Without acknowledging the radio call, the pilot turned into the missile and saw it. He pulled on the collective lever and the helicopter shot skyward, forcing the missile into an upward trajectory. Then he slammed the collective to the floor and the big helicopter dropped like a rock as he turned through the missile. Flares streamed into the helicopter’s wake.

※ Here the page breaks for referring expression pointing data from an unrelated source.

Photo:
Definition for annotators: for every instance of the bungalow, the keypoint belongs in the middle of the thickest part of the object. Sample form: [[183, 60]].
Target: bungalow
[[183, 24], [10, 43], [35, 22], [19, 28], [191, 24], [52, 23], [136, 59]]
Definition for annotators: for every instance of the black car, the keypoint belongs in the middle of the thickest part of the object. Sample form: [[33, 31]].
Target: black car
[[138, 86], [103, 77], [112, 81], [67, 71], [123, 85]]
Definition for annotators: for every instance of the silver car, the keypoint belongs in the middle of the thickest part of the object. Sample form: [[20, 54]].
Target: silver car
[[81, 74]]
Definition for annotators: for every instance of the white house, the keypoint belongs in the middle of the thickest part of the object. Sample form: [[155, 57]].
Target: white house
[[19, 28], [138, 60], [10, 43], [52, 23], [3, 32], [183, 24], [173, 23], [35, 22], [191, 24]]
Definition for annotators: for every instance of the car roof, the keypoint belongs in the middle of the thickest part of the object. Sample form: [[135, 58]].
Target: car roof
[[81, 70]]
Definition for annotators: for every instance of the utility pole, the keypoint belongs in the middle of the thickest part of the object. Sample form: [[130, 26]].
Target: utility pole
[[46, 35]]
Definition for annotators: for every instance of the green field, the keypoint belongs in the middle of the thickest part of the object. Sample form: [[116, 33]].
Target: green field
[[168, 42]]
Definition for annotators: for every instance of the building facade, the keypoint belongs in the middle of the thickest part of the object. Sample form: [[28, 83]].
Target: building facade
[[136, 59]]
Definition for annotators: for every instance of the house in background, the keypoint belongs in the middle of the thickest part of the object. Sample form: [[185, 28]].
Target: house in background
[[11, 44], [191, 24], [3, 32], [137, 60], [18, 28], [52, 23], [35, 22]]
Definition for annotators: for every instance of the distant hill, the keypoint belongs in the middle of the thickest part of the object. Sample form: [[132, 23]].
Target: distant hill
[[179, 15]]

The missile’s warhead briefly acquired the flares and then rejected that heat signature. It reacquired the heat from the helicopter’s intake and arched downward just as the pilot called for autorotation. The copilot reached up and retarded the throttles to flight idle, reducing the heat signature coming from the engines. Now a little ruby-red cupola mounted on the side of the helicopter flashed and a stream of conflicting heat signatures burned into the missile’s guidance head.
The missile went ballistic in the last 200 feet and passed over the helicopter. But the fuse sensed a shift in mass and exploded, the graze function working as designed.
A hail of expanding core shrapnel cut into the rear of the helicopter, slicing into the top-mounted engines, chipping at the rotor blades, and rupturing hydraulic lines. But the lightweight ceramic armor plate surrounding the passenger compartment held. The engines burst into flame as a savage vibration from the damaged engines shook the helicopter. The copilot’s hands were a blur of action as he reached up, pulled the throttles to the off position, and pulled the T-handles that shot the fire bottles, extinguishing the fire. With the power off, the vibration stopped. The helicopter plummeted earthward as the pilot set up for an autorotational landing.